GENRE: Graphic Novel | Memoir | Coming of Age | Non-Fiction
NOTE: I read the The Complete Persepolis which has all the volumes in one book.
Persepolis shows why it is important to read about authors from different cultures from ours. Thanks to Marjane’s graphic memoir, I learned so much about Iran’s history and it’s people. In all honesty, I knew very little about Iran, Iranians, or the Islamic Revolution (or that there even was an Islamic Revolution). But after reading this I know about these things a lot more than I did before.
I think it’s an important read especially today that there are so many misconceptions about Muslims (although I think it’s changing… hopefully). Living in the US we’re so used to “othering” Muslims and this book more than anything shows that we’re more alike than we think. They care about their families, about their country’s future, and… Madonna (this was the 80s).

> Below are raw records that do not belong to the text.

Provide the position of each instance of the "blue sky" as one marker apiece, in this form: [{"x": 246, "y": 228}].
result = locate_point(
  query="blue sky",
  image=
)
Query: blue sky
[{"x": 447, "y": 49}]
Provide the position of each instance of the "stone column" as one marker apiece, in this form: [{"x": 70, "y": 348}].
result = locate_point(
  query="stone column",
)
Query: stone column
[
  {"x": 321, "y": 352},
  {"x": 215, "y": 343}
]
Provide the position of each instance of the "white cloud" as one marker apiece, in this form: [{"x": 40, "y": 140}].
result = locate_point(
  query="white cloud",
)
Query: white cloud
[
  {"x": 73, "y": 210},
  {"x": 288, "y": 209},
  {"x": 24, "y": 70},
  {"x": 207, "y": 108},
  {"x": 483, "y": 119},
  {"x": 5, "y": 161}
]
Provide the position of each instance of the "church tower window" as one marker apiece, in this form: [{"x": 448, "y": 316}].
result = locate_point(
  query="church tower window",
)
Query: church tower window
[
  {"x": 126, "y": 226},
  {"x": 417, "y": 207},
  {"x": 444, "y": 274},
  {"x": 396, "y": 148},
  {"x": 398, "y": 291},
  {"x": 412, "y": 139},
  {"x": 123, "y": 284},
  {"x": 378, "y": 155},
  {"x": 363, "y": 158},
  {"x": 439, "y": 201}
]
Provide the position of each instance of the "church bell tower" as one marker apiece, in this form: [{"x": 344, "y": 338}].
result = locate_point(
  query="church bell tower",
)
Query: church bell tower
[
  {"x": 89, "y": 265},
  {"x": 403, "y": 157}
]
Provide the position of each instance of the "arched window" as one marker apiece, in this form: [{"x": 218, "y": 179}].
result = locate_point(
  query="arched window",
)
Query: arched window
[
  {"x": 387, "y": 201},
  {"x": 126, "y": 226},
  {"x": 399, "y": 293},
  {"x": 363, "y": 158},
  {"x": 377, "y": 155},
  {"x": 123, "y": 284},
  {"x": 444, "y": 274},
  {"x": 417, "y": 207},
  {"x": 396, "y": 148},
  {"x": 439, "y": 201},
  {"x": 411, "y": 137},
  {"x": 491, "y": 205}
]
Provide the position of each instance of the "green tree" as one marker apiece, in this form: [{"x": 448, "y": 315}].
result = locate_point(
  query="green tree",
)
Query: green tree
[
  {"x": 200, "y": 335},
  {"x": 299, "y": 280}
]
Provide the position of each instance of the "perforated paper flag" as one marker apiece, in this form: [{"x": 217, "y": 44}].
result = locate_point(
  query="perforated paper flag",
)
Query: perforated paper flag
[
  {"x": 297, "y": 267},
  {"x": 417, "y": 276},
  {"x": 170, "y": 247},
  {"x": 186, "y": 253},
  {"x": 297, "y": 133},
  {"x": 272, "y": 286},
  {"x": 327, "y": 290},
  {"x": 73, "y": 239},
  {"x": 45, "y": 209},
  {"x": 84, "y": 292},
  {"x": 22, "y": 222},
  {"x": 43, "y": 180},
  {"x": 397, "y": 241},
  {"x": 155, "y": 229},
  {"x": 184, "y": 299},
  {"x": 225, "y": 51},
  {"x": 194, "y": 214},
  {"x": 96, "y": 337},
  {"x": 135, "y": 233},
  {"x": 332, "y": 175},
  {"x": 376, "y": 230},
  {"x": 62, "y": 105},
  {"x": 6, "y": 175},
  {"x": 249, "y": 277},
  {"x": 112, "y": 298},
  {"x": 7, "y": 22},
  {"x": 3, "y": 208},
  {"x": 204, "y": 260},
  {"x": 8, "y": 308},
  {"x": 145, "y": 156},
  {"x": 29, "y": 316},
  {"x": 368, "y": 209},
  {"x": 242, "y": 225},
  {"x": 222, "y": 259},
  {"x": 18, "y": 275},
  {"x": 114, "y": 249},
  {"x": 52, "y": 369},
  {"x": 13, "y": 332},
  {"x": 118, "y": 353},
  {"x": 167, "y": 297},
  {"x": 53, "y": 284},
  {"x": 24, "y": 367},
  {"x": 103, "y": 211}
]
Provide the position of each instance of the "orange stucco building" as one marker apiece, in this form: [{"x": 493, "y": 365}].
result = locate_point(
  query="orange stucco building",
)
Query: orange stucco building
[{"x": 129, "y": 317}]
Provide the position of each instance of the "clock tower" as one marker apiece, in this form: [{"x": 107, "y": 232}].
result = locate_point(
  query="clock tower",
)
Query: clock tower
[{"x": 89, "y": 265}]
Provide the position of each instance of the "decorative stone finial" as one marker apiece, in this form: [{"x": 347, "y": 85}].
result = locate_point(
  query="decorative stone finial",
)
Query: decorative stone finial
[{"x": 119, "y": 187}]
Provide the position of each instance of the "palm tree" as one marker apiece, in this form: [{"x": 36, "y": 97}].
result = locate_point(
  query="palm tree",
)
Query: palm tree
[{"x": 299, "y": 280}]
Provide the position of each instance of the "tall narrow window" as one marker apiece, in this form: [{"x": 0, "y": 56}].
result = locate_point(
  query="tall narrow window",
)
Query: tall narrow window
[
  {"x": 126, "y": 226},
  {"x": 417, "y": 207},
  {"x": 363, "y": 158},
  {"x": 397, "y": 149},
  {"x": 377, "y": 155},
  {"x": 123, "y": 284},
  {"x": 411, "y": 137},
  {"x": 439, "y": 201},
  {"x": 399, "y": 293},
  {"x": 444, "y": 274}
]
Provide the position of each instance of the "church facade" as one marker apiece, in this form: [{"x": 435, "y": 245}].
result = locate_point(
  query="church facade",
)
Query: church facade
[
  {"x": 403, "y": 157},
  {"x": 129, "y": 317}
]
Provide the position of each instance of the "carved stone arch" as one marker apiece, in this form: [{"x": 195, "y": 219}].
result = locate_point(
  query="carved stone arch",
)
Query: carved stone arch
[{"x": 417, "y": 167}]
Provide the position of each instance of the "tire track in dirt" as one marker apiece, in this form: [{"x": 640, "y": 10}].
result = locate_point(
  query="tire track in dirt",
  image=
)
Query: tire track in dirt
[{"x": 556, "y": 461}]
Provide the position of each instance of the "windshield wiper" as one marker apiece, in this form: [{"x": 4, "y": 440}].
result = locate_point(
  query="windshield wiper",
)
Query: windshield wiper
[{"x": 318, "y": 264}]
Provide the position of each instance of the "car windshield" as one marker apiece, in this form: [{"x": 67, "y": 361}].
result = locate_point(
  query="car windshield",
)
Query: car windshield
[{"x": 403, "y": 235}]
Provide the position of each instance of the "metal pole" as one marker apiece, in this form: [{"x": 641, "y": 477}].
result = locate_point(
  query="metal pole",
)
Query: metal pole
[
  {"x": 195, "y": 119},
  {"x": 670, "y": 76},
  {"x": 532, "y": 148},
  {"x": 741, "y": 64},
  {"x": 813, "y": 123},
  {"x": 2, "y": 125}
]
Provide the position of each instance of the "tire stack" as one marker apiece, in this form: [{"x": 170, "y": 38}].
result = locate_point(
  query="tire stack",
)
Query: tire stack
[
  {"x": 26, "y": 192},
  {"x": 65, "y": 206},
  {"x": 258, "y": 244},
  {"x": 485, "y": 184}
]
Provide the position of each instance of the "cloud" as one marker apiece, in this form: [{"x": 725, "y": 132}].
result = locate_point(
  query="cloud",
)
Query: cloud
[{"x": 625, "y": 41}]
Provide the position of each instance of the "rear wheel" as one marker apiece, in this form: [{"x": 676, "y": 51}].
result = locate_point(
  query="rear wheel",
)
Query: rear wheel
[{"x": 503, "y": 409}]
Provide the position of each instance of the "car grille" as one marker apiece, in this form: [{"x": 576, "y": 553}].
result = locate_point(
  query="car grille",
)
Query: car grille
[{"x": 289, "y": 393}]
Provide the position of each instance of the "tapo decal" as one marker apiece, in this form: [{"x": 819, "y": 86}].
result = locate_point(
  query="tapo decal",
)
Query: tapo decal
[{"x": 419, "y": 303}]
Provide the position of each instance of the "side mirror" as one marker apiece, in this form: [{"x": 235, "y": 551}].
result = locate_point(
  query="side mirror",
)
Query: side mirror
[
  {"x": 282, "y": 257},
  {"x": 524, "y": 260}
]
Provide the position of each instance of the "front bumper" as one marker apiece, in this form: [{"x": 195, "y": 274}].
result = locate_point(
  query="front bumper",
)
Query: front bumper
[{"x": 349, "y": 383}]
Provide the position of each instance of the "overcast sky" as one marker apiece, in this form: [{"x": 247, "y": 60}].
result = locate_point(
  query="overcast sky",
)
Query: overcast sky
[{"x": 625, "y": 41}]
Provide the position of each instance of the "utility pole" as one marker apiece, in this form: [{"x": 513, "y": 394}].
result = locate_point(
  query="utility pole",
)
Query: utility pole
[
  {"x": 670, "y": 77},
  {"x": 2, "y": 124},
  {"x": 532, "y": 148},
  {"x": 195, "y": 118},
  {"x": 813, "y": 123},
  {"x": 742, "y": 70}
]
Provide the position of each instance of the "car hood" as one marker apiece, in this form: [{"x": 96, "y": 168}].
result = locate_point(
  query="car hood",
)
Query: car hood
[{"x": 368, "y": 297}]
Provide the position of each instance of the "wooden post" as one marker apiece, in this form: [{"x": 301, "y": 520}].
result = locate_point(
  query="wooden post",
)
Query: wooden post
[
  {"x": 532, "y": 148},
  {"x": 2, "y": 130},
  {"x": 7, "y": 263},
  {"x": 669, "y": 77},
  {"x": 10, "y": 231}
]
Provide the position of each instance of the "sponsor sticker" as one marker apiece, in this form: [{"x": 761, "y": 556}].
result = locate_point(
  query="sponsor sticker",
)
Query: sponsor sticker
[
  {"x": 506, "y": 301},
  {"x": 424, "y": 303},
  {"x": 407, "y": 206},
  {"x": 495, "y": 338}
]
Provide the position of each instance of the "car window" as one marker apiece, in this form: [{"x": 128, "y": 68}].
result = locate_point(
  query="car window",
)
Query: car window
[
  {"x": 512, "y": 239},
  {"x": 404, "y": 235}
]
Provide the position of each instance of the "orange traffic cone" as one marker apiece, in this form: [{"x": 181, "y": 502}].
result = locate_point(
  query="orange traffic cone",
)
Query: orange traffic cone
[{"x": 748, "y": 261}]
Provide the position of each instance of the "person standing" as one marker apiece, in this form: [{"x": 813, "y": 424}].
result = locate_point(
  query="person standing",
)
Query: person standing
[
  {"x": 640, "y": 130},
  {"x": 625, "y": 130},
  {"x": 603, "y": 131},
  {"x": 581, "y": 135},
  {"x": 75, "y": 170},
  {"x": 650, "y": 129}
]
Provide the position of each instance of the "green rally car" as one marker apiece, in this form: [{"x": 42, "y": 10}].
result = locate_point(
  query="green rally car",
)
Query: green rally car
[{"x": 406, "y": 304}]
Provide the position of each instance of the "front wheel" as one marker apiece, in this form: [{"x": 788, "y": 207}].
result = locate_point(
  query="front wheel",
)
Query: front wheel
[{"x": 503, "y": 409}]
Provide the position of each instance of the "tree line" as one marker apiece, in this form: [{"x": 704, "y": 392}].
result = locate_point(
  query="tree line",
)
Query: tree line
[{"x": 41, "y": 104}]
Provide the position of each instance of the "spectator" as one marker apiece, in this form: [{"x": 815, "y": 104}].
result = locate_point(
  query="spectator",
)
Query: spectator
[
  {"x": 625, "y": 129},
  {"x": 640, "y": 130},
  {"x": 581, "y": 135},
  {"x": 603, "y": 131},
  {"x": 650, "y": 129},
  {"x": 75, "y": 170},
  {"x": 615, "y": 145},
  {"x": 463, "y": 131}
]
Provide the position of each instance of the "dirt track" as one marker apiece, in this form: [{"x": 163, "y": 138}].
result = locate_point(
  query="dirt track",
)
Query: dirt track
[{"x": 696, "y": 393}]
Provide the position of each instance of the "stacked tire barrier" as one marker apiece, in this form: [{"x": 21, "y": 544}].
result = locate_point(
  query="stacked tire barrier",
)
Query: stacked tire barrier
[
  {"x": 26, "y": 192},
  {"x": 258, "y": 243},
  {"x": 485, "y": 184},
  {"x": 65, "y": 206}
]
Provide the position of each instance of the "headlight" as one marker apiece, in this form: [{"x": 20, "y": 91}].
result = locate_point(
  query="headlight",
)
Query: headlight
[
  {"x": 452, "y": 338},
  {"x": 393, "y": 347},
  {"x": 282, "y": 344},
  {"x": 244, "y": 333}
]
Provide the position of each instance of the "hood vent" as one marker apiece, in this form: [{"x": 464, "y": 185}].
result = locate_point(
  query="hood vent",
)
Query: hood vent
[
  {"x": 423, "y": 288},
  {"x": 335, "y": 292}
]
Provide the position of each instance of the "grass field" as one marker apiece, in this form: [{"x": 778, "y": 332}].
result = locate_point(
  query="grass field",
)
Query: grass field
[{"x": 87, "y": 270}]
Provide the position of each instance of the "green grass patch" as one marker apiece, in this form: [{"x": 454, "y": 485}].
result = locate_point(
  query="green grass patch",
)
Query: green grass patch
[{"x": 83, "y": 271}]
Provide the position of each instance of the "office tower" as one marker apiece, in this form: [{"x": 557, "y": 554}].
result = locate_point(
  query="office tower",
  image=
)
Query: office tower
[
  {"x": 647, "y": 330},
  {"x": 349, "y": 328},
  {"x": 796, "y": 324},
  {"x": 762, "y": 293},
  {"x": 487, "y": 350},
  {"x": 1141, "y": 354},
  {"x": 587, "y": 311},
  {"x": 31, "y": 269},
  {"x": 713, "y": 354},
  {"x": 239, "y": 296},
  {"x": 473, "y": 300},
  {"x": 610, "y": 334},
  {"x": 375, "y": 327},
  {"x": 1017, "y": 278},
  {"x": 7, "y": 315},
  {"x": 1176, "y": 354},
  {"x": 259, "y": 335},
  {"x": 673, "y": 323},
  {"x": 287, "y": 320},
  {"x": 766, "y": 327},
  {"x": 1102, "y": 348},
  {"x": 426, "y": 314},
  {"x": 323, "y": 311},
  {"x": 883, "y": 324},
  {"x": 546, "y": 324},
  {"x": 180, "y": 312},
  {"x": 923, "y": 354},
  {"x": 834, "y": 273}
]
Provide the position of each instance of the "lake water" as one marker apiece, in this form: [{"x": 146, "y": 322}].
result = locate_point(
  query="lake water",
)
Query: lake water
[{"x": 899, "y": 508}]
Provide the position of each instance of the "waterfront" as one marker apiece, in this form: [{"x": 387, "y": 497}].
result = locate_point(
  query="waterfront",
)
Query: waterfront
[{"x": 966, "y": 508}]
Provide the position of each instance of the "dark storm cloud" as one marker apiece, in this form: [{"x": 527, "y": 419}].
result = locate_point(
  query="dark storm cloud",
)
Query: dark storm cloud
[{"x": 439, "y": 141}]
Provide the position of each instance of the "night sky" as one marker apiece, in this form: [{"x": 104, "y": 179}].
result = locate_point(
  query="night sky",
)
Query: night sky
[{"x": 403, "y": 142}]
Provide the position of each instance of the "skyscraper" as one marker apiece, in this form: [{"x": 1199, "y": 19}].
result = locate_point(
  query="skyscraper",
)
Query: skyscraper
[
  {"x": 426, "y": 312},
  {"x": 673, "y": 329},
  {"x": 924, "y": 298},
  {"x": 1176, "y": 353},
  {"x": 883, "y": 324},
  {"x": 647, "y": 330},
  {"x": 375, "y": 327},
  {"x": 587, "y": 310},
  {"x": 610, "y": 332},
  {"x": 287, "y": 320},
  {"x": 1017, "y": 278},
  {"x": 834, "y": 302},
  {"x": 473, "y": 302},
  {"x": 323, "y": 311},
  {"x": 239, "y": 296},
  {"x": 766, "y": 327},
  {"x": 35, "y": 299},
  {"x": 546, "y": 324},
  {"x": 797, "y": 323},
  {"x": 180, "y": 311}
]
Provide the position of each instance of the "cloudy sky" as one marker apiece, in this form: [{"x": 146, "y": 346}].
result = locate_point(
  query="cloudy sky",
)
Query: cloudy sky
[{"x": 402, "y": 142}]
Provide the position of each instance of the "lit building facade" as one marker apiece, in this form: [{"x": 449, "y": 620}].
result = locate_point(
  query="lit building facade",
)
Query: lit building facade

It debunks the stereotype of the meek Muslim woman because the heroine of the story is strong, independent, intelligent, with her own values and political views. I would even go further to say she’s a feminist. Unfortunately, we don’t associate any of this with Muslim women, and thankfully Marjane Satrapi is changing that with this book.
Although the story talks about Iran’s history, it is heavily intertwined with Marjane’s life story. She is funny and candid in telling her story, making her quite relatable. She talks about growing up in a war-torn country and the helplessness feeling she got as a result. She also tells stories about her family, friendships, and boyfriends. There is something everyone can to relate to.
The art is simple and exclusively in black and white, however I really liked it. I also enjoyed the writing and the way she told her story, but for some reason or the other it didn’t captivate me a 100%. The only reason I didn’t give it a 5 is because I got bored halfway through and it took me a long time to finish it. I can blame this on school, work, reading slumps, myself, but I never felt that need to put aside everything else to read this (and trust me, I’ve had this happen to me before).
Other than that, I would still recommend this book because everything I mentioned before.